Race-day dawned damp and breezy, and the prospect of leaving our cosy wee tent on the Vatersay machair in short shorts and skimpy vest wasn't all that appealing.  On the start line the cloud slowly started to lift and  drizzle dwindled as the local priest (local celeb from the BBC's An Island Parish, no less) fired the starting pistol and 1hr29minutes of angst and suffering began.  It was only my second half marathon (last one in 2004, that's how much road running I do) and although I'm probably much fitter now I only improved on my time by 10 minutes, but it earned me 8th place.  Also, it's a pretty hilly course, with a brilliantly long climb up the side of Heaval at 11miles, just when you don't want it.

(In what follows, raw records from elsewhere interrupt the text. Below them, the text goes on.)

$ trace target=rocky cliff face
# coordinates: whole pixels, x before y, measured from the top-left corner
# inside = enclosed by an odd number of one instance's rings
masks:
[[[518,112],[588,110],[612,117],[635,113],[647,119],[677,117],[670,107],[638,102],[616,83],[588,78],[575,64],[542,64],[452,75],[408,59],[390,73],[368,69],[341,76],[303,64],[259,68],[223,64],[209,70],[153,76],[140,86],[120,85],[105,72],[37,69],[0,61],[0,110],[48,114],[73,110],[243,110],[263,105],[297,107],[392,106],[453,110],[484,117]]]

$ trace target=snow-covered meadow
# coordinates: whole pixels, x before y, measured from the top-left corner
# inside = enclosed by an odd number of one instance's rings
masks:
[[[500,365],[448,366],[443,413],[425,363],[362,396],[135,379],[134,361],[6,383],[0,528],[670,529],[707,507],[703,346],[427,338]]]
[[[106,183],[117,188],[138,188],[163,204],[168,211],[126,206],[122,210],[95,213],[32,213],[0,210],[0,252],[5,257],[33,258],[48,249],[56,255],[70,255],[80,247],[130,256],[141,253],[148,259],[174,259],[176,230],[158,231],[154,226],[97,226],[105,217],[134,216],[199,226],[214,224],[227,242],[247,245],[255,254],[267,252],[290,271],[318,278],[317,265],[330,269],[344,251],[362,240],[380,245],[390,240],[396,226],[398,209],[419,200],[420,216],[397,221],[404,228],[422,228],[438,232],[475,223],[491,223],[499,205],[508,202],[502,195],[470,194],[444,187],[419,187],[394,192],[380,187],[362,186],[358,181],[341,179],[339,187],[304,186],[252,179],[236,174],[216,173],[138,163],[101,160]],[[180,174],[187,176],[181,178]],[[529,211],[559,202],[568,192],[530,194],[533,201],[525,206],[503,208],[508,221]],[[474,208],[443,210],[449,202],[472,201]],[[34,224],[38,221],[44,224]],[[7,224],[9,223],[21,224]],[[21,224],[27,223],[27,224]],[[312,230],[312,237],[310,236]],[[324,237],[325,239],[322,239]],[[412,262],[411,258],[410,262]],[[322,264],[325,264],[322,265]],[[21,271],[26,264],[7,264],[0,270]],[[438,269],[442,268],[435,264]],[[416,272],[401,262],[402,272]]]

Disciplined Sarah had stuck to a training plan and was aiming for sub-2hrs.  She was a bit miffed to miss it by 2 minutes, but given the hilly course I'd let her have it, especially given that it's the longest continual run she's done (mountain marathons don't count, it's all walking!).  I'm really proud of her dedication.
The next day we went to find Breaker Wall, a nice crag on Barra that's been fairly recently developed (info on Colin Moody's site here) and after some scary sheath-cutting abseiling (my fault) did a brilliant E2 called Druth's Groove and a nice aptly named Diff called Escape Route under the watchful eyes of a rather bemused grey seal.  


Druth's Groove, Breaker Wall, Barra
We laugh afterwards: 50m ab rope soon becomes 2x25m ab ropes.
From Barra to Eriskay, to South Uist, to Benbecula, to North Uist, to Berneray - big skies, empty spaces, sandy beaches, historic sites, museums, tea, cake, not much exercise.  These islands felt a bit like the land that time forgot, still following the seasonal crofting cycles - small houses dotted across the landscape, grey, pebble-dashed, functional.  Even the occasional nods to the modern world, like the military base and airfield on Benbecula, felt old and impoverished, like looking at archive footage of the 70s and 80s.

Sarah and the Sea
Eventually we docked at Leverburgh on South Harris, a much more familiar (and much preferred) landscape of hills and rock.  A quick run up Clisham the next day then off to the tiny island of Bernera off Lewis' west coast.  Here we found our favourite beach of the trip at Bostadh, where an Iron Age village had been hidden in the dunes for centuries, to be exposed to our inquisitive eyes by an Atlantic storm in 1993 then re-buried to preserve.  We found Creag Liam nearby and I mustered some psyche for my first ever deep water solo - Mini Tsunami, 4a, 20m, S2 (what ever that means), first done by the heroic Jules Lines.  Suffice to say, getting to the bottom of the route was far harder than 4a, and you really wouldn't want to fall off from much higher than the first 10 metres (the shaking started when a hold broke at about 15 metres).  An intense, deep experience, that will live on for a long time.
Part way up Mini-Tsunami at Creag Liam, Lewis.